As observed in Figure 4A–C and Figure 5A–C, the biosurfactant stability results of some of these results are quite impressive compared to those of the most potent biosurfactant described in the literature [44,45,46].
The stability of the surface tension and emulsifier index are important factors for using biosurfactants under specific environmental conditions. The ability to reduce the surface and interfacial tension is a key parameter for detecting the production of surface-active compounds. On the other hand, the formation of emulsion is also an indicator of the emulsifier property of isolated biosurfactant [47,48,49].

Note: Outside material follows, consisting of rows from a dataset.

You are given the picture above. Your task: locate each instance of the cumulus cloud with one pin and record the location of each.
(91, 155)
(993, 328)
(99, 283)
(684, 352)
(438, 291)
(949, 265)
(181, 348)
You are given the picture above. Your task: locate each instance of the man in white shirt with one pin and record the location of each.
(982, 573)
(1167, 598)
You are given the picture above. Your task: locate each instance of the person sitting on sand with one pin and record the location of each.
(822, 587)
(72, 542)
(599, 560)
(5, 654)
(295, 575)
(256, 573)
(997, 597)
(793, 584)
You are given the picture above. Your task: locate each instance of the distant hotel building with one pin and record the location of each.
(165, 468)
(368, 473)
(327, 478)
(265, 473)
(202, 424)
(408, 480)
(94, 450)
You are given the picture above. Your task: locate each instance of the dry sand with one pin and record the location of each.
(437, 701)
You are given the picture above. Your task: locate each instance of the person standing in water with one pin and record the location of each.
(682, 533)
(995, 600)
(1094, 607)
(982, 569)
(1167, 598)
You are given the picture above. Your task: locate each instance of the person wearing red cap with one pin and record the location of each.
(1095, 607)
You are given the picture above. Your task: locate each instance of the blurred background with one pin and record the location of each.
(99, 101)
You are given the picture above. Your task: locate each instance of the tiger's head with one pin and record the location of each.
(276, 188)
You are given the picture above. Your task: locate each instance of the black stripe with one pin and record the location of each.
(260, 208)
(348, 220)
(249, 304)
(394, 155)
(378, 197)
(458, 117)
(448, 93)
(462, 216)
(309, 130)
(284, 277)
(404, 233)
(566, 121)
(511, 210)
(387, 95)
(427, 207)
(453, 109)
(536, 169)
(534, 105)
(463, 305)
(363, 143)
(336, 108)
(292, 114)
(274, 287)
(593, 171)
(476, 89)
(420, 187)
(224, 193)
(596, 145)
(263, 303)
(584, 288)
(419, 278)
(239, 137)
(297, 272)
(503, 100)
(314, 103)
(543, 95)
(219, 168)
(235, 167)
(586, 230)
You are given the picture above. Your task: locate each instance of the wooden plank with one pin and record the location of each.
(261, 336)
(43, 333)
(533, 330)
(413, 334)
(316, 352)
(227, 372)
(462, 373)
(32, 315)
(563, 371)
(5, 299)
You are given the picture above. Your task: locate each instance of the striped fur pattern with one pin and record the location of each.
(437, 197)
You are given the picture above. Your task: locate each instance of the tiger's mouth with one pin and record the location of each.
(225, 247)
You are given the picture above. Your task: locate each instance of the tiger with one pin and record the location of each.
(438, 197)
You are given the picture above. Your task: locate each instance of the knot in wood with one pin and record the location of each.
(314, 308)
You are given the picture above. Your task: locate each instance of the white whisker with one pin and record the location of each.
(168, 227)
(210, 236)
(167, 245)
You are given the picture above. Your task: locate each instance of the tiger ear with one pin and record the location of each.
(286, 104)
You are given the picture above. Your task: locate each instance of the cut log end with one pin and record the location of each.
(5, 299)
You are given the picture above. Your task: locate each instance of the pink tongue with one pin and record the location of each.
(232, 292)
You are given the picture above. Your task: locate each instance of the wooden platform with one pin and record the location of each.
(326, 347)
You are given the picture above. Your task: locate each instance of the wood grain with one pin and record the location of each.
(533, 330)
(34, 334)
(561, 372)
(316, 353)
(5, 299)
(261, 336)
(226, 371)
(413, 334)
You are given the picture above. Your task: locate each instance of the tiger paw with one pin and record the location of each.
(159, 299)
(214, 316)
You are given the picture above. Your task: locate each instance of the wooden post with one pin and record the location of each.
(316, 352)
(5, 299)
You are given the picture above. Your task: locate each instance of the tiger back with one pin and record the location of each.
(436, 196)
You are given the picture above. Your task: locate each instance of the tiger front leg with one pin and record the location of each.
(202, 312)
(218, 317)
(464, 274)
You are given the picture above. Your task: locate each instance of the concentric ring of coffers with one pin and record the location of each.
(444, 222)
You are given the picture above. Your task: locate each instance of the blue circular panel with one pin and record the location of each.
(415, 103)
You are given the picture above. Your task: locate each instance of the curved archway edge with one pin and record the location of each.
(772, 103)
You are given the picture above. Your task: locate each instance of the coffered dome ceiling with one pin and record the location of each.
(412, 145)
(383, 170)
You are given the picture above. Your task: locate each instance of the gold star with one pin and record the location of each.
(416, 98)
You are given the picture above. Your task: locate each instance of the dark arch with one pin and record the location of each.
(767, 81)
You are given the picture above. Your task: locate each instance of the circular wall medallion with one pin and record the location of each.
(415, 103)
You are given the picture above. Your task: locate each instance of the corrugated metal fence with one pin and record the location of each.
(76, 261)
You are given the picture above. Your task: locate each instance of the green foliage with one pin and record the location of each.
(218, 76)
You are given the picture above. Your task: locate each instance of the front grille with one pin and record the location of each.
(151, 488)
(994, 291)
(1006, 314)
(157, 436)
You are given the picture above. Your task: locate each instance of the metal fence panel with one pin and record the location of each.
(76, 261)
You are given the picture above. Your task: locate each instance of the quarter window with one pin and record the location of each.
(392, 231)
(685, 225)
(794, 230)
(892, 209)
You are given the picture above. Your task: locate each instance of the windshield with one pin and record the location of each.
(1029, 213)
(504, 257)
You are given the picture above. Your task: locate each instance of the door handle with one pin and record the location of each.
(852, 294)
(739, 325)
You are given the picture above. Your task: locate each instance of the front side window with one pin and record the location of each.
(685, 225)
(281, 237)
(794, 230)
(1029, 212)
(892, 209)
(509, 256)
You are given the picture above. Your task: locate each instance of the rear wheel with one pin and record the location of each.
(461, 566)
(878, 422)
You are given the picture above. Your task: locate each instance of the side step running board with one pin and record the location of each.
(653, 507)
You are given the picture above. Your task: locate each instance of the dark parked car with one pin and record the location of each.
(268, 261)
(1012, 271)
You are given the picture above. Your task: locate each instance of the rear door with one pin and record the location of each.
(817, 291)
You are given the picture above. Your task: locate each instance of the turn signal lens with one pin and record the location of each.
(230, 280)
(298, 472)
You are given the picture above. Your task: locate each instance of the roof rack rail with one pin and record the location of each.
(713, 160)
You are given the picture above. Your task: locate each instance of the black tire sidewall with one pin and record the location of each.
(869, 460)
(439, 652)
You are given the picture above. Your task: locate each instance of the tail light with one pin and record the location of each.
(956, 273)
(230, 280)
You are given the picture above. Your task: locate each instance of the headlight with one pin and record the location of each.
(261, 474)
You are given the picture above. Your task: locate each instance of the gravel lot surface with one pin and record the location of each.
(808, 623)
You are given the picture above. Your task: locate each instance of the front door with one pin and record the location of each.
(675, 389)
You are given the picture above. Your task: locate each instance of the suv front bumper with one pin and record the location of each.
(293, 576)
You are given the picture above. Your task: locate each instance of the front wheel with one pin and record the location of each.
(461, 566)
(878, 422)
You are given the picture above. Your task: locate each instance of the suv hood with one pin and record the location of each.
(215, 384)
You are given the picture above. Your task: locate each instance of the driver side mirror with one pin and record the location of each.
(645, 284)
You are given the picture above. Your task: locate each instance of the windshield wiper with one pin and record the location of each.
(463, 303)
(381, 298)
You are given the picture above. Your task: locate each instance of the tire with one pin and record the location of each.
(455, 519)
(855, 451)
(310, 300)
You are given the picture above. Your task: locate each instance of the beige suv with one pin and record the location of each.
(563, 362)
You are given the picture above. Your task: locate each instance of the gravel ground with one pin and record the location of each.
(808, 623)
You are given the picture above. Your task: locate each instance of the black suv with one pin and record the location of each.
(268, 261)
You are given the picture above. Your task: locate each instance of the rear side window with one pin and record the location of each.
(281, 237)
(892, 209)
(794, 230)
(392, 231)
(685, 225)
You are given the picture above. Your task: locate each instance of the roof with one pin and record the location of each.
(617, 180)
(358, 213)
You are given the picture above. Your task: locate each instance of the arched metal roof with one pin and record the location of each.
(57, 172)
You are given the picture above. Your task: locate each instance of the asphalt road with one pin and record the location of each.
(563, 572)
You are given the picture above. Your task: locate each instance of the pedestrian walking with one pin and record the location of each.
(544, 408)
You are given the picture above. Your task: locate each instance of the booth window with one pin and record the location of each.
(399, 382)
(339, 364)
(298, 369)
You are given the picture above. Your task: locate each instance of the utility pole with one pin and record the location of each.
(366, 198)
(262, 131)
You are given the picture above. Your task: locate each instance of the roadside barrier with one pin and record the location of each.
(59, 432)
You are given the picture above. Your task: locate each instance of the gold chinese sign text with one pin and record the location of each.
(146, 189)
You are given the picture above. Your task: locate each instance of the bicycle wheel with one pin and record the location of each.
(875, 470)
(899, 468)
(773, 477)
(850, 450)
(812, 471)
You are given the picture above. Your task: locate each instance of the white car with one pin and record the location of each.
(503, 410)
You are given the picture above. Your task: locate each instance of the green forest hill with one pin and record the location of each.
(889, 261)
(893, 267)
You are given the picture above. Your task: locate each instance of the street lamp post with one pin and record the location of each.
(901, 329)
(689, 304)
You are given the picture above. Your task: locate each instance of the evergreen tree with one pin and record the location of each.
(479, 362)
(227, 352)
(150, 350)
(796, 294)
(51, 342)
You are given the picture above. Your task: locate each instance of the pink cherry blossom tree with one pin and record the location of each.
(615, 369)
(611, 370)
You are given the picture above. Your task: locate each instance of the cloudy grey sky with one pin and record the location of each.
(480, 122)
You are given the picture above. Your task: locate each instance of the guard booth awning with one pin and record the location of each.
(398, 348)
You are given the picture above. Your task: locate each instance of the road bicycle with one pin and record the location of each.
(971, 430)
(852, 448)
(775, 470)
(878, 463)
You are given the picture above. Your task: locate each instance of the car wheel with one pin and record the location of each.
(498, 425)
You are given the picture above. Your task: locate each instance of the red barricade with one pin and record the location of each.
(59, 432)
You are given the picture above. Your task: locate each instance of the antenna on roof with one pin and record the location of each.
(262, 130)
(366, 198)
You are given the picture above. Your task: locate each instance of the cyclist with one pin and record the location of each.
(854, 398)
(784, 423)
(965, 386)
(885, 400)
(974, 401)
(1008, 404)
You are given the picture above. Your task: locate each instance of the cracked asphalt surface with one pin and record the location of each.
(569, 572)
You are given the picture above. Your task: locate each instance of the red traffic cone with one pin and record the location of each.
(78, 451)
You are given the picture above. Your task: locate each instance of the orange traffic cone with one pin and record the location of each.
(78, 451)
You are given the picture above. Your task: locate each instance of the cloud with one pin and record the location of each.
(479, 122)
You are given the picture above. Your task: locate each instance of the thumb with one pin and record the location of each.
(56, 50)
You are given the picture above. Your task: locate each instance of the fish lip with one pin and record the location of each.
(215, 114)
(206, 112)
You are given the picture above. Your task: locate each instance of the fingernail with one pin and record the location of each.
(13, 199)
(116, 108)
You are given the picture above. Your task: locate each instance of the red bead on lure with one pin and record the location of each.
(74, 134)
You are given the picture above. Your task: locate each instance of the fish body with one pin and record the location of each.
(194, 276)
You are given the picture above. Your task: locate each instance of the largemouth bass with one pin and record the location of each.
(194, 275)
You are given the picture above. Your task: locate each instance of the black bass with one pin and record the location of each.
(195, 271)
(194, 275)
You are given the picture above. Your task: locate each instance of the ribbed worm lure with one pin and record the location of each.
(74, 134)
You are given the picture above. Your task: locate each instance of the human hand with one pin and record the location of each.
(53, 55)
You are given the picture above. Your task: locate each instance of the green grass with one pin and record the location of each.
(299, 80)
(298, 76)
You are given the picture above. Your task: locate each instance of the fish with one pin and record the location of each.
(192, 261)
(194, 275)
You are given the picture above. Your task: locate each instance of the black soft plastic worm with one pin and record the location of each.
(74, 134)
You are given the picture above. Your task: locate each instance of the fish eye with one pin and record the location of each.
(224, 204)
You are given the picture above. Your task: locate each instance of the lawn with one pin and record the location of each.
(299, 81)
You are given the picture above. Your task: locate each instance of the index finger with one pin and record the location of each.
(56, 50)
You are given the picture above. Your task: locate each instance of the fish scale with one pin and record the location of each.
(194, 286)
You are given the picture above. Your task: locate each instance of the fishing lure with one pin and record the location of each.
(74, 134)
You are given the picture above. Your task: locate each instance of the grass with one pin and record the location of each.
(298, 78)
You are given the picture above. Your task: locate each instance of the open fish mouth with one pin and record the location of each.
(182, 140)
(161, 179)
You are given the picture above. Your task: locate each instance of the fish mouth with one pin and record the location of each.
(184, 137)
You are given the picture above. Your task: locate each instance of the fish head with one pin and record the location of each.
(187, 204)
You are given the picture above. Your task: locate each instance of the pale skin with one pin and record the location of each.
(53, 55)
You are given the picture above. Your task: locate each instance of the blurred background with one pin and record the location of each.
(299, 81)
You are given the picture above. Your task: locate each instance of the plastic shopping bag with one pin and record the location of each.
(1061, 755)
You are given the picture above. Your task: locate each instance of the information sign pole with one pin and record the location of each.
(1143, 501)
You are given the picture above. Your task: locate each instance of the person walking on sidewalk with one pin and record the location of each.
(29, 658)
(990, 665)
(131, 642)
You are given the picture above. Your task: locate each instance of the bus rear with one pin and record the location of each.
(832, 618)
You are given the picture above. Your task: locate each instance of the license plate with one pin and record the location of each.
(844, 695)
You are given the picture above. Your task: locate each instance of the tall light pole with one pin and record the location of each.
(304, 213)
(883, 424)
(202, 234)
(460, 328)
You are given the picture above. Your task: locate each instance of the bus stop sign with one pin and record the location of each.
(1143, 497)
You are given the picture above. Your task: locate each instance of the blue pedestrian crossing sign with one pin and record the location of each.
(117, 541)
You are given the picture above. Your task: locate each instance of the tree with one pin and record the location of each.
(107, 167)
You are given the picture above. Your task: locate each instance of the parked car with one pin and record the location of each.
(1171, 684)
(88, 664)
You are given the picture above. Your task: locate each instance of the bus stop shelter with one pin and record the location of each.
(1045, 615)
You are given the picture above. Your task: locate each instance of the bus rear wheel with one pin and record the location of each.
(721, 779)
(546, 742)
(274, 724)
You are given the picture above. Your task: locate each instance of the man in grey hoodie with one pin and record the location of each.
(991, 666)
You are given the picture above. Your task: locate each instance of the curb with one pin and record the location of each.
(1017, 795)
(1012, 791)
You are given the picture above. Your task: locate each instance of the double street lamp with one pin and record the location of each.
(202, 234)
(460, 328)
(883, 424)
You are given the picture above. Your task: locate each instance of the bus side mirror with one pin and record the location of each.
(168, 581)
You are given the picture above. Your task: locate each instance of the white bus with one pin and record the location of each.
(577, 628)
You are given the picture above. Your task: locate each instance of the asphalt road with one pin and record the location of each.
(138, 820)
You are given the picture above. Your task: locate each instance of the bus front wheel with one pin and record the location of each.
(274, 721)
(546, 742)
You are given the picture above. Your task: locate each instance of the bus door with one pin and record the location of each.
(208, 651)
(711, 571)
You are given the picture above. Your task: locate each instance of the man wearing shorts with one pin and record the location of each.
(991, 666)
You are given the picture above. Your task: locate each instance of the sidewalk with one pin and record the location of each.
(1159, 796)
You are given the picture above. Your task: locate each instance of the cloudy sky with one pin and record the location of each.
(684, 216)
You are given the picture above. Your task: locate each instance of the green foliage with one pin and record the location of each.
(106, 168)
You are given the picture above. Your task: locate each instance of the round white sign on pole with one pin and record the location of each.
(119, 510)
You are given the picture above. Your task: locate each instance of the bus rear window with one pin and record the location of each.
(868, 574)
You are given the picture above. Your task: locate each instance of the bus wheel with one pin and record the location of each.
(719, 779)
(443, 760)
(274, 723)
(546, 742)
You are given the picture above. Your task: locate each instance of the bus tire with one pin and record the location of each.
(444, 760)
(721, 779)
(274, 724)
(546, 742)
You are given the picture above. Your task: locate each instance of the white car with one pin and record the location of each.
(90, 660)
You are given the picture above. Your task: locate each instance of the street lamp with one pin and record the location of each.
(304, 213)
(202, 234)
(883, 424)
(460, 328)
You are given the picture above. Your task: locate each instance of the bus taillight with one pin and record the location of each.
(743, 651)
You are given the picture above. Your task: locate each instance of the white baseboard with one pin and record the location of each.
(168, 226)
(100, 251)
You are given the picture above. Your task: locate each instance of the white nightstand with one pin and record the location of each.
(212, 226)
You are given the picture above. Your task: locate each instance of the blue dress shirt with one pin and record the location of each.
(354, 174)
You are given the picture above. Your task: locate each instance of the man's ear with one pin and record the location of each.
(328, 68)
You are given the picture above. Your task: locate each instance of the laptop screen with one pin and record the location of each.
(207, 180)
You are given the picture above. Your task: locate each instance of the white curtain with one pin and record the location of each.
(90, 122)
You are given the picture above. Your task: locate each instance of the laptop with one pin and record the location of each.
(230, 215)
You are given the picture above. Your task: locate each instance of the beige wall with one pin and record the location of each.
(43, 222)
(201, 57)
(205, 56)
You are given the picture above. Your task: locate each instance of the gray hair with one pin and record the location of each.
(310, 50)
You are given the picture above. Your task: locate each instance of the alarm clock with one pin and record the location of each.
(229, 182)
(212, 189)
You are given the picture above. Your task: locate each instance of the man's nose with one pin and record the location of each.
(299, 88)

The effects of temperature, pH and salinity concentration are factors that influenced the activity and stability of the emulsifier index and surface tension due to the presence of their functional groups and are important properties of the biosurfactant produced by C. echinulata (Figure 4 and Figure 5). These results obtained for biosurfactant produced by C. echinulata showed that the cell-free broth was thermally stable. When the pH was gradually increased, there was a noticeable stability in the surface tension value until pH 12 was observed. The cell-free broth of C. echinulata was adjusted for various pH in the range 2–12 at room temperature, following which the surface activities were measured. The surface tensions remained practically uniform at all pHs, indicating that variation in pH had no appreciable effect on surface tension or the emulsifier index.
Figure 4. Stability of surface tension of biosurfactant produced by Cunninghamella chinulata using corn steep liquor (CSL) and soybean oil waste (SOW). Influence of pH (A); temperature (B); and sodium chloride concentrations (C) on surface tension stability.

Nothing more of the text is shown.